In any case, what irks me is not that it happened. Rather, it was the Infection Control Nurse* who came over with her forms and wanted to debrief us on all factors contributing to the needlestick injury. "What could we have done to avoid this event?" I could have said any number of things, like:
  • not done the operation and let the patient suffer
  • use blunt needles that would have botched the whole operation
  • not worn visors, improved visibility and risk a splash injury
  • refuse to work with left-handed female registrars
It was clear that none of these were acceptable, or would get me out of her vice-like grip so that I could go and finish the rest of my operating list. So what did I say? "I could have put my hand somewhere else." It was lame, but it filled in the space on the form so I could get away.

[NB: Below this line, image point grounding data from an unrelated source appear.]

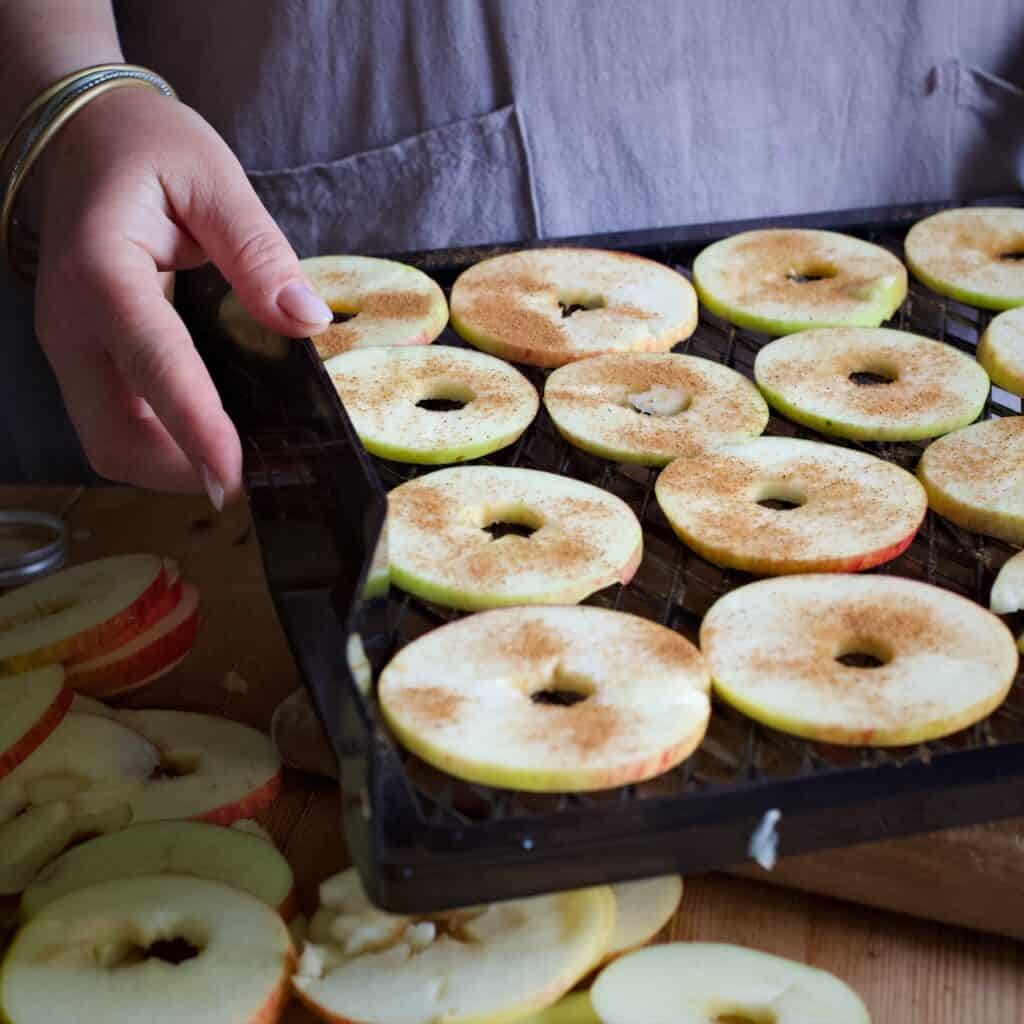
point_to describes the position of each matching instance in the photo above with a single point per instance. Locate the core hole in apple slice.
(513, 520)
(813, 271)
(780, 497)
(571, 303)
(445, 396)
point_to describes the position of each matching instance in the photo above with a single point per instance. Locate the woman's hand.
(134, 185)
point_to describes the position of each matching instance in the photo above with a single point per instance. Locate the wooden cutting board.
(971, 877)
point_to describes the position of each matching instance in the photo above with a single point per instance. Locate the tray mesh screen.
(676, 587)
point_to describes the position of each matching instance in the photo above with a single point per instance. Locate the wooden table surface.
(906, 970)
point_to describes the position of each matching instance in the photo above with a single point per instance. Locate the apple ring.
(871, 383)
(939, 663)
(975, 477)
(105, 953)
(1000, 351)
(386, 303)
(649, 408)
(551, 306)
(387, 394)
(974, 255)
(705, 982)
(846, 510)
(528, 699)
(573, 540)
(780, 281)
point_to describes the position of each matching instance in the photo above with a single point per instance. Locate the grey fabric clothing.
(389, 125)
(399, 124)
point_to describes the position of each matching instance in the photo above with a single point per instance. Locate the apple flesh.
(1008, 591)
(714, 503)
(383, 391)
(971, 254)
(975, 477)
(527, 700)
(194, 848)
(642, 909)
(928, 388)
(584, 539)
(702, 982)
(97, 953)
(75, 783)
(783, 281)
(498, 962)
(127, 668)
(1000, 350)
(32, 706)
(388, 304)
(598, 404)
(78, 612)
(518, 305)
(775, 649)
(213, 769)
(576, 1008)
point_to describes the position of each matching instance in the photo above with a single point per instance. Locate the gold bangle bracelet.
(44, 97)
(42, 134)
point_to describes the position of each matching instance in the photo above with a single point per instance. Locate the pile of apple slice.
(97, 770)
(116, 624)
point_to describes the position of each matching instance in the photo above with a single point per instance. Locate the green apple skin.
(837, 428)
(983, 300)
(886, 299)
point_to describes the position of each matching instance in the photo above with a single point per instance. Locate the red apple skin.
(249, 807)
(162, 606)
(10, 759)
(119, 676)
(98, 638)
(857, 564)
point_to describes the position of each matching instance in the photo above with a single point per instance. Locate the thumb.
(225, 216)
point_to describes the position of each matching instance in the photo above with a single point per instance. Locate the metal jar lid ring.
(49, 555)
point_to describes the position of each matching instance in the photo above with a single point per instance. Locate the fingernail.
(303, 304)
(214, 488)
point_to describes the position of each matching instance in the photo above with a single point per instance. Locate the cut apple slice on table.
(212, 769)
(31, 708)
(779, 281)
(552, 306)
(75, 783)
(525, 698)
(779, 505)
(159, 948)
(497, 962)
(642, 909)
(572, 1009)
(871, 383)
(973, 255)
(705, 982)
(481, 537)
(975, 477)
(78, 612)
(857, 660)
(126, 668)
(194, 848)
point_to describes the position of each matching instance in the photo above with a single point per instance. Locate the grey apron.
(390, 125)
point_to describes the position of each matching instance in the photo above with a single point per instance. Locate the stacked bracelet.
(47, 114)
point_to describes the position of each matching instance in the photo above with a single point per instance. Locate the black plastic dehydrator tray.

Even better was her parting comment. "Why should we risk our lives for our patients?" The fact is, every health worker risks their lives every day for all of their patients. I negotiate insane drivers to get to work every day. I risk being mugged walking from the car park to the hospital. I run the risk of being strangled by a delirious post-op patient every day. And I risk contracting an infectious disease every time I operate. I would love some way to eliminate all of these risks without inconveniencing me or my patients. Unfortunately, the only way this will happen is if I quit and stay home all day. I'm still considering that one.

*The Infection Control Nurse is a highly trained nurse practitioner / specialist clinical nurse consultant who has a plethora of duties, such as chastising people for needlestick injuries, chastising people for not washing their hands or using alcohol rubs, chastising people for standing in a room with a patient with "black colonies" (i.e. might have a remote chance of possibly having highly non-pathogenic VRE), and handing out jelly babies after torturing you with your annual influenza vaccination.